Veysel’in “gol böyle atılır” şutunun ağları delmesi gibi… Tartışmaların dışına çıkalım iki dakika, fazla değil, isteyenler aşağıda devam eder ama gerçekten başka bir şey benim söylemek istediğim… Futbola bakışımız, taraftarlık alışkanlıklarımız, yorumlama yeteneğimiz, enine boyuna tartışma kültürümüz üzerine…
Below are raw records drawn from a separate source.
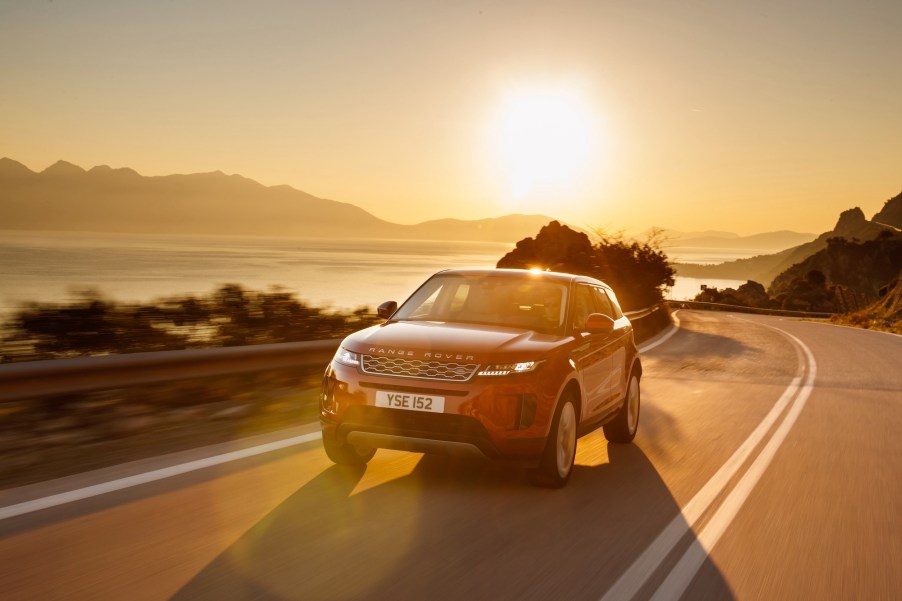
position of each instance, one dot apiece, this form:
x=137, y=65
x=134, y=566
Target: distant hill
x=776, y=241
x=884, y=314
x=864, y=267
x=66, y=197
x=891, y=213
x=852, y=225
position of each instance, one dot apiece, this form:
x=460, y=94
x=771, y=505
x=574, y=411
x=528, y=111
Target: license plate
x=410, y=401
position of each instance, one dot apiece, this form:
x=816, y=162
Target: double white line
x=676, y=582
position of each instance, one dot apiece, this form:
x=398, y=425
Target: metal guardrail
x=84, y=374
x=743, y=309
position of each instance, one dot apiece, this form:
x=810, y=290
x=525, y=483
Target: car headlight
x=346, y=357
x=504, y=369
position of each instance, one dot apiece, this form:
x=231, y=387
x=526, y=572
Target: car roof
x=551, y=276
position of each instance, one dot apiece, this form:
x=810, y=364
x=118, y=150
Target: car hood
x=430, y=340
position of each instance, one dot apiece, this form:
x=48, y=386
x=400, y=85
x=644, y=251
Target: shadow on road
x=453, y=530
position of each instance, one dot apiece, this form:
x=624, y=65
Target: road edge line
x=682, y=574
x=629, y=583
x=94, y=490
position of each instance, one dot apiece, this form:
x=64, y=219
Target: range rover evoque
x=502, y=363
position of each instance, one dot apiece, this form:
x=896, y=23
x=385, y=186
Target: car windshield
x=526, y=302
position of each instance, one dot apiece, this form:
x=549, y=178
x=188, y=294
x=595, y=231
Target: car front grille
x=414, y=368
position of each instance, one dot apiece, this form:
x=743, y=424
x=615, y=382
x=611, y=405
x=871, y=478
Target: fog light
x=528, y=404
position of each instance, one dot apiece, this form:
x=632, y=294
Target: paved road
x=768, y=466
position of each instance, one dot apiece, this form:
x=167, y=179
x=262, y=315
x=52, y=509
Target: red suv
x=503, y=363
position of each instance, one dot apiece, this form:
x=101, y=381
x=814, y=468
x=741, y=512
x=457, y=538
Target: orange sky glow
x=738, y=116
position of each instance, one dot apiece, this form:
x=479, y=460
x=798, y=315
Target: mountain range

Elbette mesele futbolsa, bunun en keyifli yanı üzerine konuşmaktır, rekabettir, asıl unsurlar sahanın dışındadır… Bizim öyle aman aman bir taraftarlık aidiyetimiz de yok, atış serbest… Ne Barca, ne Empoli, ne St. Pauli, ne Liverpool ya da Celtic-Rangers durumları bizde yok!.. Benim duyduğum en politik tartışma Atatürk Fenerbahçeli mi, Beşiktaşlı mı tartışması? Galatasaraylı olmadığı kesinmiş demek dışında yorum yok…
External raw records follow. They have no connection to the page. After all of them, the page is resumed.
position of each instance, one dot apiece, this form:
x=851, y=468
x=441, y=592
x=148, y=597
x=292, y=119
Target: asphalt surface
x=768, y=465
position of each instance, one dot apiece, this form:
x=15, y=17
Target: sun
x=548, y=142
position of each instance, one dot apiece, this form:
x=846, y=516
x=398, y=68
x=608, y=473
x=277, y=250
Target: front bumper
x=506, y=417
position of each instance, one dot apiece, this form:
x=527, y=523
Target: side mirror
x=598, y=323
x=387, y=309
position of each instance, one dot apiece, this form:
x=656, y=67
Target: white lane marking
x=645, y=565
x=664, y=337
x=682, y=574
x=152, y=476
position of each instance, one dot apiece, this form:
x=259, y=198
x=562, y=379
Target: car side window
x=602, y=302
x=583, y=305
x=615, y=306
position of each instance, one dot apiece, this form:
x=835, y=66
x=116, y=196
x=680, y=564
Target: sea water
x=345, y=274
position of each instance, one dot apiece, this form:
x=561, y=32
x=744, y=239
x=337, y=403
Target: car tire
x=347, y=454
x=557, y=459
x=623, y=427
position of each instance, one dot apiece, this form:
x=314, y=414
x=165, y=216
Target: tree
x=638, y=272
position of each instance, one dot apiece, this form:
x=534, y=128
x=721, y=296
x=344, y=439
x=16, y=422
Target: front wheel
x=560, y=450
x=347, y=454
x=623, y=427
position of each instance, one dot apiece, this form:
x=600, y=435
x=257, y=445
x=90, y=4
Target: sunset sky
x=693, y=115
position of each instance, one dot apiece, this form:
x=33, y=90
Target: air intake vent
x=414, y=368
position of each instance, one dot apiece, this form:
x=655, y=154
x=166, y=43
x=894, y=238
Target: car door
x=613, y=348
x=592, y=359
Bizim belli bir yaşa kadar takım değiştirme lüksümüz bile var aslında!.. Misal Barcelona taraftarının Real Madrid taraftarı olması neredeyse imkânsızdır… Etnik, sınıfsal, siyasi vs bunlar uzun konular ve bizim futbol kültürümüzde fazla yer işgal etmediği içi geçiyorum…
Biz de her şey dönemseldir… İşte bir devrin Fenerbahçeli, diğerinin Galatasaraylı olması gibi vs.. ‘Döneklik’ lafının ‘sevimliliği’ çok ulusal gelir bu nedenle, lise yıllarına kadar tutulan takımlar değişebilir... Ve bence buraya kadar da her şey normal, çünkü yaşadığımız coğrafyanın dokusunda bu var, değişim, dönüşüm… Şöyle lafları çokça duymuşuzdur, “bir devrin yaman solcusu şimdi reklam sektöründe çalışıyor”… Bizde böyledir, olur.. Normal mi, yorum yok!..
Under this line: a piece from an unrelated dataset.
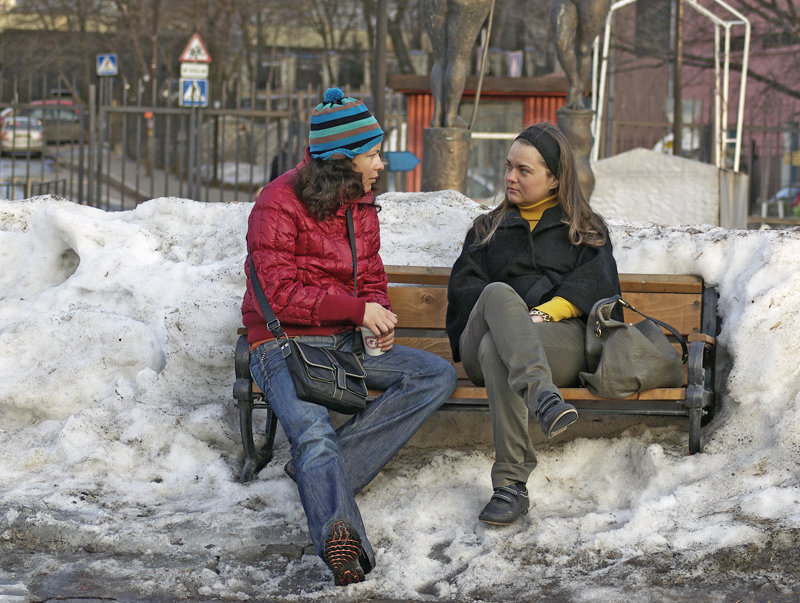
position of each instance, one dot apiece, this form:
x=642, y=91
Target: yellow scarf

Özde olmayınca, sözde taraftarlık ruhunu canlı tutmak için farklı dinamikler yaratıyoruz… 100. yıllar mesela!.. Onlar geçti gitti… Anadolu’dan şampiyon beklemek mesela… Bekliyoruz… Avrupa’da başarı… Bekliyoruz… Transfer bombaları… Bir dolu şey türetilebilir konuyla ilgili…
Ve şimdi de artık daha da artarak dikkat çekmeye başlayan, bilmiyorum ama benim mideme kramplar girmesine neden olan polemik kültürü gelişiyor… Eskiden de vardı, Avrupa’da da var ama bizdeki ‘ölüm kalım’ hassasiyeti taşıyor her defasında ve anlam veremiyorum, ne gerek var!
Ve ne hale geliyoruz futbolseverler olarak görüyor musunuz? “Maç bitse de falanca program başlasa” diye bekleyen bir ruh hali… Böyle bir şey olabilir mi? Maçı değil de sonrasını daha fazla heyecanla beklemek futbolseverlik mi?
Tüketiyoruz... Bu gündem yaratma telaşıyla yorumları espriden uzak, güç savaşı haline getirirsek, elimizde avucumuzda hiçbir şey kalmayacak… Evet Önder’in golü elle atılmış olabilir ama maçın esprisi Veysel’in golünden sonra Volkan’ın itirazıydı bana kalırsa… Hakeme koşuşu gözümün önünden gitmiyor…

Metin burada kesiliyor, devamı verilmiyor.